The study sample included 1,373 track 1 and 1,515 track 2 primary care practices. Researchers also assessed 5,243 comparison practices in track 1 and 3,783 comparison practices in track 2.
When excluding the enhanced payments from CMS, the CPC+ model was not associated with lower Medicare expenditures, the study findings indicated. After including the enhanced payments, the model was associated with increased spending of $13 per beneficiary per month in track 1 and $24 per beneficiary per month in track 2, relative to comparison practices.
However, the model was associated with a reduction in emergency department visits. Across the five performance years, there was almost a 2 percent greater mean annual reduction in both tracks relative to comparison practices. These results were driven by fewer primary care substitutable and preventable emergency department visits.

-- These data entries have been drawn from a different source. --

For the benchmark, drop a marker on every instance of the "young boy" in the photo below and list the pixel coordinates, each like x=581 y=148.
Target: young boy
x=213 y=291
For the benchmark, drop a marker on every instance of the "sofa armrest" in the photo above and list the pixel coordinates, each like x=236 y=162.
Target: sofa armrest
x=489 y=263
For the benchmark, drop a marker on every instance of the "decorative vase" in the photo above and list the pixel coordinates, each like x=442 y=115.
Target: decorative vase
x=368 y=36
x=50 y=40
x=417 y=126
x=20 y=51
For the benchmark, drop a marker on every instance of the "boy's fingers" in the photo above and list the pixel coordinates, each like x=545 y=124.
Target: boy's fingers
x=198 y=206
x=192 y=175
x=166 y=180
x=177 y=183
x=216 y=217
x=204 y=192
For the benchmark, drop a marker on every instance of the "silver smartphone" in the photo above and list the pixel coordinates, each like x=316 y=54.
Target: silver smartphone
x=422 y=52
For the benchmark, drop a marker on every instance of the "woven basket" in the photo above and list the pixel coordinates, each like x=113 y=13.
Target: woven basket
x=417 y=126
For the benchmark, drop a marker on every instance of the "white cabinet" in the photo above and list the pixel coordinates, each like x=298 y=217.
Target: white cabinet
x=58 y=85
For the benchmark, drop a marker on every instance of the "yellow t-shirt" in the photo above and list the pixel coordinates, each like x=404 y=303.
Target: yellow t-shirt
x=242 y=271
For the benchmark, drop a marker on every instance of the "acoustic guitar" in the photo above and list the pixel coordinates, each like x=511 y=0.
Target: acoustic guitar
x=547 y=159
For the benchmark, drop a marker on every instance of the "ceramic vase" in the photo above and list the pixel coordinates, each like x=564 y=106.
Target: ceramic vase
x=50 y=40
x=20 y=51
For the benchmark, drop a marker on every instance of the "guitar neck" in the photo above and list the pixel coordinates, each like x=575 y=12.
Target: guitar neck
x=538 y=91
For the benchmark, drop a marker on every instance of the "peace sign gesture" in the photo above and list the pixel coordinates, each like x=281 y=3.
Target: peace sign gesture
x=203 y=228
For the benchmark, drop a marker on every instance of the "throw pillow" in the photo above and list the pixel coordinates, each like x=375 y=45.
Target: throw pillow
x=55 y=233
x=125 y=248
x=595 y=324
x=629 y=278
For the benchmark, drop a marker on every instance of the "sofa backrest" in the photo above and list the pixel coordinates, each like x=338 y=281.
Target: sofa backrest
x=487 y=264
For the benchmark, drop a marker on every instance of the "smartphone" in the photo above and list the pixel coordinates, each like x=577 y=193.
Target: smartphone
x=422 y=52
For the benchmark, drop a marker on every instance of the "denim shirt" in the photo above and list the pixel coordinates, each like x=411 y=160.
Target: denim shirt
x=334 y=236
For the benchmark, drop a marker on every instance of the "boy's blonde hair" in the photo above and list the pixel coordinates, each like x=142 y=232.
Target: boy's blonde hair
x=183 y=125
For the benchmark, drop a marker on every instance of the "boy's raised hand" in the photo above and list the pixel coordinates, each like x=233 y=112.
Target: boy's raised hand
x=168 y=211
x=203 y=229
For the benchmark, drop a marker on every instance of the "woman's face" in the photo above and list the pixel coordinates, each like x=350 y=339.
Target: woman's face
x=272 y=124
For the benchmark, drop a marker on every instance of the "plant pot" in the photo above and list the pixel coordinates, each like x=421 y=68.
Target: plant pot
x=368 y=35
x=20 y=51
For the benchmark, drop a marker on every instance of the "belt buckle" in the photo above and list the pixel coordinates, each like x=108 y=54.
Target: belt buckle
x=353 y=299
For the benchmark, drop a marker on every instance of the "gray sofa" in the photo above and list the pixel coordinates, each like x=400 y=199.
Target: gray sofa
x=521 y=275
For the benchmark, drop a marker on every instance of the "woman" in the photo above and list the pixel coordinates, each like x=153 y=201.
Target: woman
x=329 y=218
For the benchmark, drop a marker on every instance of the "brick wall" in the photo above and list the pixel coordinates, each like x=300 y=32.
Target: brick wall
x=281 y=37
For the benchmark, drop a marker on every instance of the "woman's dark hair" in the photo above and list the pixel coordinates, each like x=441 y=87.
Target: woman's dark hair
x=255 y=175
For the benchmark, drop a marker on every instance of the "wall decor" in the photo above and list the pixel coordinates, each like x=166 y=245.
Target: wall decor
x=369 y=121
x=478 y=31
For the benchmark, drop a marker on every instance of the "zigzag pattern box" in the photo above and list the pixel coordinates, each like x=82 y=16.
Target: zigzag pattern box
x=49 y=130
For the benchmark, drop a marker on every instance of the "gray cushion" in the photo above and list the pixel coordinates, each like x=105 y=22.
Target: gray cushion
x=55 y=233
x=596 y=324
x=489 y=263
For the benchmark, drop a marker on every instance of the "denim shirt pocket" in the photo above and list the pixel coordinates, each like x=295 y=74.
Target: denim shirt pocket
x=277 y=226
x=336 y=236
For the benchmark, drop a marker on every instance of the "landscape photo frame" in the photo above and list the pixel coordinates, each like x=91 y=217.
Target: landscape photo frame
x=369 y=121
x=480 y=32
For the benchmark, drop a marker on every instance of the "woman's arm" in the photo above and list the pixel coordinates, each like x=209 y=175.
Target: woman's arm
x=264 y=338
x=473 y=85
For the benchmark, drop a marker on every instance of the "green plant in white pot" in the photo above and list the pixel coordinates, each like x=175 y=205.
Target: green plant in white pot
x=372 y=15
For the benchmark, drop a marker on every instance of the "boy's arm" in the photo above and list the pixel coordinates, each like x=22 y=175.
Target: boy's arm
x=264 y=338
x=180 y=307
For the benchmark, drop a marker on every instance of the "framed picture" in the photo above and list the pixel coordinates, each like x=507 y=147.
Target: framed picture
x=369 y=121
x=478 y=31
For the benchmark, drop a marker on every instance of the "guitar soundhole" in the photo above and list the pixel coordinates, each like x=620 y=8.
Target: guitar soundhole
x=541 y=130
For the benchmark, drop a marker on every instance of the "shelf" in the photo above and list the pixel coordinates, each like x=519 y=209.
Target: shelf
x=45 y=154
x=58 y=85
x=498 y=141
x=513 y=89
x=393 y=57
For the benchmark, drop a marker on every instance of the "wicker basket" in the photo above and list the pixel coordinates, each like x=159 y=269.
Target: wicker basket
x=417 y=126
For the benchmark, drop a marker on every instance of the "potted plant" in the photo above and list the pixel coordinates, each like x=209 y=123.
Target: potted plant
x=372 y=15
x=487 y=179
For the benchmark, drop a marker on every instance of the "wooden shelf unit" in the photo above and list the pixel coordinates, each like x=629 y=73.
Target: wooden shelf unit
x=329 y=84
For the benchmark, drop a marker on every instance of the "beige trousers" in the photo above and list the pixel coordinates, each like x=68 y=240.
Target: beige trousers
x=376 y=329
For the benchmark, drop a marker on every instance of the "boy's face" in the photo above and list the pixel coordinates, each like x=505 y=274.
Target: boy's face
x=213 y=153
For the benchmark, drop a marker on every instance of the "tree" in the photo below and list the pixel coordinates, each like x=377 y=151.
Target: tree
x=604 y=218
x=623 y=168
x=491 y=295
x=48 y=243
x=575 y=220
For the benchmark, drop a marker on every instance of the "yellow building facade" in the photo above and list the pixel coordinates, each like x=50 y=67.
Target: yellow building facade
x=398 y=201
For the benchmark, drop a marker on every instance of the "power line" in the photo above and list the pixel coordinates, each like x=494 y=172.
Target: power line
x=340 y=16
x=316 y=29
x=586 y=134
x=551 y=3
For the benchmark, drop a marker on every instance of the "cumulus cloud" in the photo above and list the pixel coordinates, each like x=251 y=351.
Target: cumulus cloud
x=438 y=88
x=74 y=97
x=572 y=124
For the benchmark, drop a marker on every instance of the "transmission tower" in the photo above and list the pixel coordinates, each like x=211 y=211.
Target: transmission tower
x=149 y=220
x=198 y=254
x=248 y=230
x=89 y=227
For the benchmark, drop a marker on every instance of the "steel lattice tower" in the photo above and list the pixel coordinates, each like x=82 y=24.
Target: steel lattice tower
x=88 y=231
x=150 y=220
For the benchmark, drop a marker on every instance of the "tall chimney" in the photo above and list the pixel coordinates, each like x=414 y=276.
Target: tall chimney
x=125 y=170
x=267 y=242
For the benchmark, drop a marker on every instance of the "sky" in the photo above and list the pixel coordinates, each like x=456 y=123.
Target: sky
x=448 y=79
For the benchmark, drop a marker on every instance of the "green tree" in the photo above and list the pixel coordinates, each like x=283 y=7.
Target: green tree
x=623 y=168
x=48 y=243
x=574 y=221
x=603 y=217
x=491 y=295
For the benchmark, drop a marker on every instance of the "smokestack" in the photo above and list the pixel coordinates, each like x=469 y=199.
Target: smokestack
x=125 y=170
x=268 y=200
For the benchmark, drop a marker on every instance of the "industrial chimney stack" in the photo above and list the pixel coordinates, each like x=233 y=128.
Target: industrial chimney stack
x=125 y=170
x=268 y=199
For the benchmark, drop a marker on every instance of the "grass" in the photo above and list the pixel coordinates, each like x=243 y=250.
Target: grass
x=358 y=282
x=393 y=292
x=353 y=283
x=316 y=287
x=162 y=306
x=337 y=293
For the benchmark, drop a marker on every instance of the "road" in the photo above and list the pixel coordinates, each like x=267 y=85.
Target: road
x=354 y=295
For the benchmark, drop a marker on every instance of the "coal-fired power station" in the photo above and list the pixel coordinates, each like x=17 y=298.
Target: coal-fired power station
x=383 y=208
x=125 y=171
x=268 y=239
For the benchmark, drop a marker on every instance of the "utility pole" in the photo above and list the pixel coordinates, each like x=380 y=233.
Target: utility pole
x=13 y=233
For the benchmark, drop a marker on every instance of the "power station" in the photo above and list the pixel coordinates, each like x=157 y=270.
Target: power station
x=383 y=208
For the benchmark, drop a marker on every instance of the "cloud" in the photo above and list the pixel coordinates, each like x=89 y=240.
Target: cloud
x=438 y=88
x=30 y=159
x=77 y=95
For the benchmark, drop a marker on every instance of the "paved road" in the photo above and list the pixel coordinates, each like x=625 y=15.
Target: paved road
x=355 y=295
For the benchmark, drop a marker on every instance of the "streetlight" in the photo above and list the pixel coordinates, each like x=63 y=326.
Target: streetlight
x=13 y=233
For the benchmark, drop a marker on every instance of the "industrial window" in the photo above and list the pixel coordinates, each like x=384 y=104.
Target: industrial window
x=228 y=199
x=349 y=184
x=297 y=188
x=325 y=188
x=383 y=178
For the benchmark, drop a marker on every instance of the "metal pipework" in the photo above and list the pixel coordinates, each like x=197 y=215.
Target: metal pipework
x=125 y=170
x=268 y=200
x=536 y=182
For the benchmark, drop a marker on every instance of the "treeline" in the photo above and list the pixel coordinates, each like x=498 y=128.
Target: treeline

The model was tied to fewer acute hospitalizations starting in the third year, leading to a greater mean annual reduction of 1 percent for CPC+ participants in both tracks. The model was also associated with a decrease in acute inpatient expenditures.
The CPC+ track 2 reduced ambulatory primary care visits by 1 percent and 0.6 percent fewer specialist visits.
These associations were more common among practices participating in both CPC+ and MSSP, suggesting that aligning primary care supports with global incentives leads to better outcomes.
Among 27 care quality measures examined, the CPC+ model was not associated with any significant changes in readmissions, unplanned acute care, use of low-value services, appropriate use of recommended medications, continuity, or comprehensiveness of primary care.
However, the model was associated with improvements in certain measures of planned care and population health and patient and caregiver engagement. For example, the receipt of recommended services for diabetes and breast cancer screening among females both increased by one percentage point in both tracks over the five years. Hospice use also increased by 0.1 percentage points in both tracks relative to comparison practices.
Several reasons may be behind the varying levels of success in improving care delivery. Some claims-based quality measures were not directly incentivized in the CPC+ model, and some were already high before practices joined the model.
In addition, the aspects of comprehensiveness that CPC+ emphasized may not have been enough to impact the care the quality measures assessed.
Although healthcare expenditures could have declined if the model had spanned over a longer period, the researchers noted that the positive changes the practices accomplished may not have been sufficient to reduce total spending. Primary care practices rarely influence specialist and hospital expenditures, making it difficult for these practices to decrease total costs on their own.
Aligning models and their incentives across specialties would likely lead to more spending reductions and better care quality, researchers concluded.